Supplementary cementitious materials (SCMs) have become an integral part of modern concrete mixes. SCMs are materials that, when used in conjunction with portland cement or blended cements, contribute to the properties of hardened concrete through hydraulic and/or pozzolanic activity .
SCMs are commonly by-products of other industries that can replace the cement portion of concrete, thereby offering sustainability advantages. They further contribute to the concrete sustainability by enhancing concrete durability and general performance. Most common SCMs include fly ash, slag cement, silica fume, and natural pozzolans (e.g., metakaolin).
But what happens when we add CO2 to SCMs with the use of CarbonCure Technologies?
How does CarbonCure interact with the SCMs?
CarbonCure Technologies (CCT) has been used in thousands of different ready-mix concrete mixes across North/South America, Europe, Asia, and Oceania. Concrete mixes made with traditional Ordinary Portland Cement and commonly used SCMs such as fly ash and blast furnace slag are being placed every day.
As such, there are no incompatibility issues when using CCT with other SCMs in ready-mix concrete as the injected CO2 mainly reacts with the calcium-silicate phases of the cement.
Can CCT significantly reduce the amount of embodied carbon the same way SCMs do?
CCT is not a replacement for SCMs, it is complementary to SCMs to further reduce the concrete carbon footprint. CCT is not meant to be the only carbon footprint reduction method to use in concrete.

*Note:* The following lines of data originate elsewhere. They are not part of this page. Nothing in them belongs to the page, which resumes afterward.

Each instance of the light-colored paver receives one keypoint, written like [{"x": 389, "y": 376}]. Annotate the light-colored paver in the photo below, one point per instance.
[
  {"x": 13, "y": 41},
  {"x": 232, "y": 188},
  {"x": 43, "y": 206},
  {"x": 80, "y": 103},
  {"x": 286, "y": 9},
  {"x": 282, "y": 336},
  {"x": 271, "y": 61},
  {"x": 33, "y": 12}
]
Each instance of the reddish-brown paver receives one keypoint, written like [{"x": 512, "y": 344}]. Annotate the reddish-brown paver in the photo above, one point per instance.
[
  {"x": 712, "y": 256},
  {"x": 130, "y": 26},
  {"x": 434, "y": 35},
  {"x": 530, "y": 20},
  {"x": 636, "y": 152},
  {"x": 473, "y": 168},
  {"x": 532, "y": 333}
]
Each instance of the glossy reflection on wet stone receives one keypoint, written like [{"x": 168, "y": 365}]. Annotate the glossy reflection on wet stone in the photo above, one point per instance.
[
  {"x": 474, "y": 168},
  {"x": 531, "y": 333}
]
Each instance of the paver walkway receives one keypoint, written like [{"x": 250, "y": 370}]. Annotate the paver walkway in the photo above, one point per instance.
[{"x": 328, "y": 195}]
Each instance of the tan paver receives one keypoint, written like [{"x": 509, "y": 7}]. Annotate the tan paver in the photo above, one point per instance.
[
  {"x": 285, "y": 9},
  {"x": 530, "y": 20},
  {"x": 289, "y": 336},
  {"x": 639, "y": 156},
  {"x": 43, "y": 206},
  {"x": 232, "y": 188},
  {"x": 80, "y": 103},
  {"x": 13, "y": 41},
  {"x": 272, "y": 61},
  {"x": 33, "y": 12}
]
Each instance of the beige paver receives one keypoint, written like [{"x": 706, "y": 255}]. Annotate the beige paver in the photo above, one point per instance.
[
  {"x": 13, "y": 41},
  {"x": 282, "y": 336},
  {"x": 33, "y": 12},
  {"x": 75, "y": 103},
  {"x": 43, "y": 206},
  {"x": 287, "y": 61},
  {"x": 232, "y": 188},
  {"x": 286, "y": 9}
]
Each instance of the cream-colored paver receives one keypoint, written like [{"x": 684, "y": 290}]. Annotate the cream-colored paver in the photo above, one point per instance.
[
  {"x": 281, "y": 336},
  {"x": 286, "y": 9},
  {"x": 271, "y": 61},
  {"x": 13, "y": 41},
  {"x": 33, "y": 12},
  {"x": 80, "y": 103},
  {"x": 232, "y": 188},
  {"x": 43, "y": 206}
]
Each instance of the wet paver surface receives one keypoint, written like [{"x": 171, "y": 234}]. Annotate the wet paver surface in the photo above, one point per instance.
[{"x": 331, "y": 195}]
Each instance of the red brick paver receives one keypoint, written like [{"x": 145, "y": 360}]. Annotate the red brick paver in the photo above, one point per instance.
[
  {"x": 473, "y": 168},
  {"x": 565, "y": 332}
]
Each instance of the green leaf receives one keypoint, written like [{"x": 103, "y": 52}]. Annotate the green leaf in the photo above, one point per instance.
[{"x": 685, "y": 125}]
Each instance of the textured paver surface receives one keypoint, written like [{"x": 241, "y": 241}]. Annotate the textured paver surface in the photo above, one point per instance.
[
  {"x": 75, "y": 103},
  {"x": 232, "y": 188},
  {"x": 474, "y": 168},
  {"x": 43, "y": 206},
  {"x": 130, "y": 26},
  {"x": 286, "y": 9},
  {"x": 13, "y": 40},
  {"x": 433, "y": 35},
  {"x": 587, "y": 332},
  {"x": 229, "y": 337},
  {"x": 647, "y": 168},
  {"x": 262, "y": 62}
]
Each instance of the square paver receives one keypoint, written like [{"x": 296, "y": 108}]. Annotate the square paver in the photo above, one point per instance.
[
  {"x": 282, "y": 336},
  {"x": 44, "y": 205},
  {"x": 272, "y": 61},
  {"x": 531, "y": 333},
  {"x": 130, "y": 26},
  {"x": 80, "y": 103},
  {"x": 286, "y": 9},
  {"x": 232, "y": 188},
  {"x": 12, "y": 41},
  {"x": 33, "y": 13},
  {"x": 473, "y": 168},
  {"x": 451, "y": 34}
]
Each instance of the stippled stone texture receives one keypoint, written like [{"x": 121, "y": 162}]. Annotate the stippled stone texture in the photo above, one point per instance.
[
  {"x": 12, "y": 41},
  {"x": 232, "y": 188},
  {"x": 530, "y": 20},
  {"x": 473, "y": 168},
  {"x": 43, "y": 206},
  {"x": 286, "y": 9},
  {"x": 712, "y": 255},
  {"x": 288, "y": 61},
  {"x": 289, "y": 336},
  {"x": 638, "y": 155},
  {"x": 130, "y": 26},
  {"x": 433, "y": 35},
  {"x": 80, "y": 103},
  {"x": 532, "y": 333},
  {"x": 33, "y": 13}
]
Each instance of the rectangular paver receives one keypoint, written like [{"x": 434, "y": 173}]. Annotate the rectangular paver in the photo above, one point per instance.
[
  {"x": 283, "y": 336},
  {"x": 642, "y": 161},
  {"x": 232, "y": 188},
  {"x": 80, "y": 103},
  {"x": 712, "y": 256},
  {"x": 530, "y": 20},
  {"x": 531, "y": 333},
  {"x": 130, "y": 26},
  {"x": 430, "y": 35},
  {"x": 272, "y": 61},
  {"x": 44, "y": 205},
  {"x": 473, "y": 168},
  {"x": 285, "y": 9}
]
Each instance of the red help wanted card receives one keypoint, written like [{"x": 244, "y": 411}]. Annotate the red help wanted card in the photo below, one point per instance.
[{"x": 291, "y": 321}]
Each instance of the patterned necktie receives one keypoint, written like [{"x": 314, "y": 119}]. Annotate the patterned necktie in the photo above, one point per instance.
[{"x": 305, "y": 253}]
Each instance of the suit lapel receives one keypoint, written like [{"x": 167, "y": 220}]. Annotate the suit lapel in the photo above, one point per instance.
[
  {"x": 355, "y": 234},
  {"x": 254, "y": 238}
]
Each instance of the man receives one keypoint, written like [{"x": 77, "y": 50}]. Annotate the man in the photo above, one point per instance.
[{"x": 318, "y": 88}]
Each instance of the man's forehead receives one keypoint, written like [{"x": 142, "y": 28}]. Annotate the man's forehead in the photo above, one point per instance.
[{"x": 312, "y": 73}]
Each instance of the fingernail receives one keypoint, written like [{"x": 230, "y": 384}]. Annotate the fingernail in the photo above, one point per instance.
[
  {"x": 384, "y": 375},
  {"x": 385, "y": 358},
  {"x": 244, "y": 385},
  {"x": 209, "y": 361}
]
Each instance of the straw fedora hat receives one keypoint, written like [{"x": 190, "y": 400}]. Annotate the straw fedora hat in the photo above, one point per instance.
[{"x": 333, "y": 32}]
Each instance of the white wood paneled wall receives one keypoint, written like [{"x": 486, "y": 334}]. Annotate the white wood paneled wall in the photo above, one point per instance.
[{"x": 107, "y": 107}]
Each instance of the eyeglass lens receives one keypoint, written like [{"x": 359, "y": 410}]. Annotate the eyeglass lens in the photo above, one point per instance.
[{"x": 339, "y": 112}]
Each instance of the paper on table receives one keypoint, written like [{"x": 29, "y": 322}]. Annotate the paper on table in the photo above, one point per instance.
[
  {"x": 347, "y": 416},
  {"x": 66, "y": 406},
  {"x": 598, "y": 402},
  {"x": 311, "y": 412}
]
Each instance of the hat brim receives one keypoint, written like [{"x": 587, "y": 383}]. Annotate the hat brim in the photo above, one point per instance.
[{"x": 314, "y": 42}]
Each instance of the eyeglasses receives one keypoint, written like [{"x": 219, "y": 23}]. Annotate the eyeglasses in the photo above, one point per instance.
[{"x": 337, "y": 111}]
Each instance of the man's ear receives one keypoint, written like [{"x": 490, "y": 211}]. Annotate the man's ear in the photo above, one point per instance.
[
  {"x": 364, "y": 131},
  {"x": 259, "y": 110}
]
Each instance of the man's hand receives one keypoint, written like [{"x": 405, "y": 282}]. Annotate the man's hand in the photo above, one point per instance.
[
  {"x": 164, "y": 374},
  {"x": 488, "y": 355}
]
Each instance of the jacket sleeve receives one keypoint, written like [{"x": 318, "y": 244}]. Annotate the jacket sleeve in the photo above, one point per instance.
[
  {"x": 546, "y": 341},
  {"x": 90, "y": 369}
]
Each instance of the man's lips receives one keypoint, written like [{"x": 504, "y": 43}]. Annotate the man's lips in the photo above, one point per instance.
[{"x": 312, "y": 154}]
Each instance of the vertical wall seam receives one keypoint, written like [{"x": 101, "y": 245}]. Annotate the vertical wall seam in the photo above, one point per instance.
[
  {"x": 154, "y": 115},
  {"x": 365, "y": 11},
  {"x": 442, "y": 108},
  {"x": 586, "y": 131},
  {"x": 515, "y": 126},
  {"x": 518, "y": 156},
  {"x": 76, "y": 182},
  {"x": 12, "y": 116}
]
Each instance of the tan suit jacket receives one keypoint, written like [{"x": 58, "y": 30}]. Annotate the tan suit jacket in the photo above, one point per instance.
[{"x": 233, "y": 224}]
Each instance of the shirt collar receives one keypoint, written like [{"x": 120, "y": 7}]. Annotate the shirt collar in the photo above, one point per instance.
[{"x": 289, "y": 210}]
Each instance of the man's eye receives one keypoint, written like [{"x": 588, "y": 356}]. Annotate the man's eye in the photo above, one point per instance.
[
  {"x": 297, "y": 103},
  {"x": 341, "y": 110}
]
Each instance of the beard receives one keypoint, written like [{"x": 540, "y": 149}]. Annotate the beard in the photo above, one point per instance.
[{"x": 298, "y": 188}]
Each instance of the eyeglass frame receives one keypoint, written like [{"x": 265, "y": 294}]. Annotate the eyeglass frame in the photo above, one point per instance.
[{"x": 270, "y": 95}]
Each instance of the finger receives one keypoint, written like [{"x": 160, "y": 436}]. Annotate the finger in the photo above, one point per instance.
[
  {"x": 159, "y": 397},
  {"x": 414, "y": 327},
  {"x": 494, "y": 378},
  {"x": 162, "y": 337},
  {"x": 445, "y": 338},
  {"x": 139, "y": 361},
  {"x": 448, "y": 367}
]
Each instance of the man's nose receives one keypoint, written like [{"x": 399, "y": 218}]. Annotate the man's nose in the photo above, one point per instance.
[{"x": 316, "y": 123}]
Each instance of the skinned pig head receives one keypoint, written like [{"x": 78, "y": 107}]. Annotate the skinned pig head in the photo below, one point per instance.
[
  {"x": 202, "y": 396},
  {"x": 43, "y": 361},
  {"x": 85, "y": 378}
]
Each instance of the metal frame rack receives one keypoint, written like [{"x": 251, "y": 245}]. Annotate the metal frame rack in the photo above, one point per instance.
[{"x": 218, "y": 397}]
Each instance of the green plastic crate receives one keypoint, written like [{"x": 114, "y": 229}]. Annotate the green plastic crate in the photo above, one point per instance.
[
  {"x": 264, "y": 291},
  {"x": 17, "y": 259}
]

A CarbonCure producer recently produced a concrete mix that includes Class C fly ash at a cement replacement level of 25% by mass. When CCT was added into the mix, the cement content could be further reduced by an additional 3.2% without compromising the strength properties (in fact, it slightly improved the 28-day compressive strength).
This is due mainly to an increased cement efficiency of the concrete mix (i.e., strength/cement content ratio) caused by the formation of calcium carbonate (calcite) nanoparticles from the CO2 mineralization .
|Metric||Units||Reference Mix||CarbonCure Mix||Difference|
|Type I/II||kg/m3 (lb/yd3)||228 (385)||221 (373)||-3.2%|
|Class C Fly Ash||kg/m3 (lb/yd3)||78 (132)||74 (124)||-6.1%|
|CO2||kg/m3 (lb/yd3)||-||464 (12)|
|Average 28-day Strength||MPa (psi)||33.2 (4815)||34.6 (5025)||+4.3%|
|Cement Efficiency||MPa∙kg-1∙m3 |
|0.15 (12.51)||0.16 (13.47)||+7.7%|
Has CCT been used with high SCMs concrete mixes?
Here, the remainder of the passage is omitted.